Less than two years ago, she lost everything. She lost her husband--the man she knew since she was 16. The man who taught her about love, about life, and unfortunately, about pain. The man who was everything. Then, she lost her home. Granted it was only a place she had lived in for three years, but it was her home, a place where she made memories. Then, she lost all of her belongings. The past 40 years of collections given away to ministries and shelters, unable to afford to move them and no home to store them in. Then, she lost her job--a place where she felt important, special and loved. A place where she felt like she belonged. She lost and left it all less than two years ago...and moved out to CA. Why? Because I needed her. Because she needed me. Because we both needed...something, and couldn't have Dad.
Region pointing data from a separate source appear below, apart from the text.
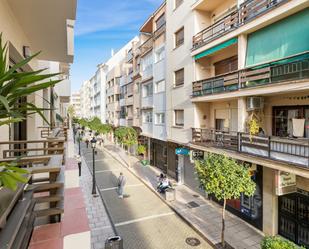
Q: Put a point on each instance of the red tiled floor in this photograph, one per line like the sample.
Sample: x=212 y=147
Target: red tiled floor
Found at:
x=42 y=194
x=74 y=221
x=73 y=202
x=48 y=244
x=71 y=163
x=46 y=232
x=72 y=191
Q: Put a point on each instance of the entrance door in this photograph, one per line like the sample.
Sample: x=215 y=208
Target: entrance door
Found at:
x=294 y=217
x=190 y=177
Now, I feel as though she is my child, in a way. She has so much to learn. She was sheltered for so long under the warmth of a husband and a church...and her children. Not that life was great--it wasn't--but once you lose everything, you forget its flaws and only remember it's beauty. I don't want her to lose anything more. I don't want her to feel any more pain. I wish I could shelter her from all of the world's pain, like a mother cradles her baby inside a blanket close to her heart. I wish that I'd never hear the sound of her cries again--only laughter. Laughter at a second chance, at a life rebuilt.
At her new job, the employers treat her horribly. They have it out for her--the sweetest woman in the world--most likely because she is more knowledgeable than they are and they hate it.
Something happened to her today at this new job...something bad...she was accused of something she didn't do, and forced to sign something saying she did it or she'd lose her job. How did this evil find its way into her life? Hasn't she experienced enough for one lifetime?
I wish that mean people would be taught lessons, and they'd see the light and be proven wrong. I wish that good always prevailed and evil always lost. I wish that I could protect my loved ones from every bump, every bruise, every wrong.
But they aren't. And it doesn't. But I can't.